Hacker News new | past | comments | ask | show | jobs | submit login

I've had three primary uses of web scraping. The hard part for me has never been speed. Getting the results structured is somewhere between easy and hideously complicated.

1. Reformatting and content archival (lag times of hours to days are no prob).

As an example, I put together a site to archive comments of a ridiculously prolific commenter on a site I follow. I needed the content of his comments, as well as the tree structure to shake out all the irrelevant comments leaving only the necessary context. Real time isn't an issue. Up until recently it ran on a weekly cron job. Now it's daily.

2. Aggregating and structuring data from disparate sources (real time can make you money).

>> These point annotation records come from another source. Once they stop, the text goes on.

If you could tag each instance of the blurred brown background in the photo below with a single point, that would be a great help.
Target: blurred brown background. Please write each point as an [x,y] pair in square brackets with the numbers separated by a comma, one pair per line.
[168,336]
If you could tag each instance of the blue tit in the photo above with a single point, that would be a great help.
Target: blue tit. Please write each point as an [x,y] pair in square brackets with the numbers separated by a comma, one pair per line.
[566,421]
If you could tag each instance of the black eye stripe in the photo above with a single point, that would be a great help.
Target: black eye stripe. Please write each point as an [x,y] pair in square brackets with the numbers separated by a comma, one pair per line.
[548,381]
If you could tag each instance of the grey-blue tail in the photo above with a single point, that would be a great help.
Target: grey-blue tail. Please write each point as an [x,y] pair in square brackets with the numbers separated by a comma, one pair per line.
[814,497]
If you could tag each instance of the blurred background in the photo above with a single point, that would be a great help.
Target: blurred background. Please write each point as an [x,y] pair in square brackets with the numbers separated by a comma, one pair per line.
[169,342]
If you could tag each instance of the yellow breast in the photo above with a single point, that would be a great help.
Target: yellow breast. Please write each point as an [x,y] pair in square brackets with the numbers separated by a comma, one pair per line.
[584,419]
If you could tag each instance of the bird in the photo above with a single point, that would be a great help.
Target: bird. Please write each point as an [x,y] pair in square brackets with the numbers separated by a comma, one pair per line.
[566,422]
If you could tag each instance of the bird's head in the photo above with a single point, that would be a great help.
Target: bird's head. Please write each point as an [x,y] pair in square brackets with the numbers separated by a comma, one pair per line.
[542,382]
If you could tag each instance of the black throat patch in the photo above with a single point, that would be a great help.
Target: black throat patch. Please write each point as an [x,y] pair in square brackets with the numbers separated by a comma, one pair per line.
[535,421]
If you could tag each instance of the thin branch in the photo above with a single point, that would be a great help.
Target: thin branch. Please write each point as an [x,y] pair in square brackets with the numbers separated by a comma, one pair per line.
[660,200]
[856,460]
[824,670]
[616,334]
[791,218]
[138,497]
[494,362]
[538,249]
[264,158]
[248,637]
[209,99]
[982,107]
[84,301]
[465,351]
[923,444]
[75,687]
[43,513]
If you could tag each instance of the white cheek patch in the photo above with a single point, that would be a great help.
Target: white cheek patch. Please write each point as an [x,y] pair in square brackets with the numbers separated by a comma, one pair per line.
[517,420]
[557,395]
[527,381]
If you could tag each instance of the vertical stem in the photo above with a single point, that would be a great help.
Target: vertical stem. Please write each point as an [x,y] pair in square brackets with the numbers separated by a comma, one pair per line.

I work in real estate. Leasing websites are shitty and the information companies are expensive and also kinda shitty. Where possible we scrape the websites for building availability but a lot of time that data is buried in PDFs. For a lot of business domains, being able to scrape data in a structured way from PDFs would be killer if you could do it! I guarantee the industries chollida1 mentioned want the hell out of this too. We enter the PDFs manually. :(

Updates go in monthly cycles, timeliness isn't a huge issue. Lag times of ~3-5 business days are just fine especially for the things that need to be manually entered.

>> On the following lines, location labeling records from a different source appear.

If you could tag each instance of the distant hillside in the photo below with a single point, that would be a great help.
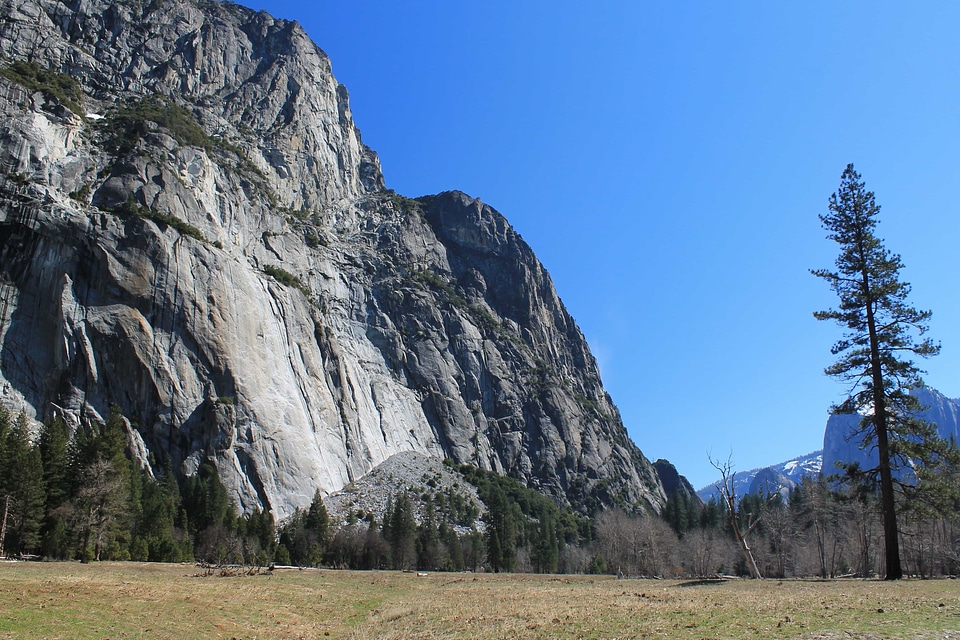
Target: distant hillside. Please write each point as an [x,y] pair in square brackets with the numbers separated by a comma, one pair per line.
[838,447]
[778,477]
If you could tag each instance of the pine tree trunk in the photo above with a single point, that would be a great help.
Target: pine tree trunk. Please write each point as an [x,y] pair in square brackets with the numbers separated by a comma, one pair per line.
[891,537]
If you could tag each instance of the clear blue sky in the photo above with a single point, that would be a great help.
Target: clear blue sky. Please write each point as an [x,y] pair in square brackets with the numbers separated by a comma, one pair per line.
[667,162]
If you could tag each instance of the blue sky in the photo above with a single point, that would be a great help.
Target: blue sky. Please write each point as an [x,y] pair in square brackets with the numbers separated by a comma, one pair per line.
[667,162]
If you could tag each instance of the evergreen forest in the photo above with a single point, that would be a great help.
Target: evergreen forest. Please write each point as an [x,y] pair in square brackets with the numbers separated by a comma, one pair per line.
[81,496]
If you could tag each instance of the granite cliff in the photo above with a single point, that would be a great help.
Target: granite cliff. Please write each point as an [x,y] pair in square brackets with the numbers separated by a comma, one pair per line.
[193,230]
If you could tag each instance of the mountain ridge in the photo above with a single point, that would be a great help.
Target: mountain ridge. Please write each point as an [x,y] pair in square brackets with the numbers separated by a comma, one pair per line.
[211,247]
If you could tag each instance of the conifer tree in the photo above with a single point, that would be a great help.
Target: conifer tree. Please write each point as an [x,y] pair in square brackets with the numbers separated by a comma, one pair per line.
[21,474]
[883,331]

This is exactly the sort of scraping that Pricenomics is doing [1]. They charge $2k/site/month. Hopefully y'all are making that much.

3. Bespoke, one shot versions of #2.

One shot data imports, typically to initially populate a database. I've done a ton of these and I hate them. An example is a farmer's market project I worked on. We got our hands on a shitty national database of farmers markets, I ended up writing a custom parser that worked in ~85% of cases and we manually cleaned up the rest. The thing that sucks about one shot scrape jobs from bad sources is that it almost always means manual cleanup. It's just not worth it to write code that works 100% when it will only be used once.

Make any part of structuring scraped data easier and you guys are awesome!

[1] http://priceonomics.com/data-services/

There are services that cover at least part of what you mentioned. These effectively provide you a tool to visually build a scraper and then they automate the scraping in the background, creating an API or spreadsheet of the data.

Import.io is one example, and I think there's another more recent YC-backed one. However, I tried using import.io a little while back but without much joy.

I think import.io is buggy to say the least, having used it in the past to scrape some websites, it was pain to work with. Kimonolabs is still very lacking in terms of ability to handle different websites, it is very much limited to a certain portion of the web, it looks like they are more about creating APIs...APIs that people are supposed to find interesting and valuable but like the topic of this question, it seems like it's only valuable to someone who has a direct need for that dataset, by itsef would serve no interest to say.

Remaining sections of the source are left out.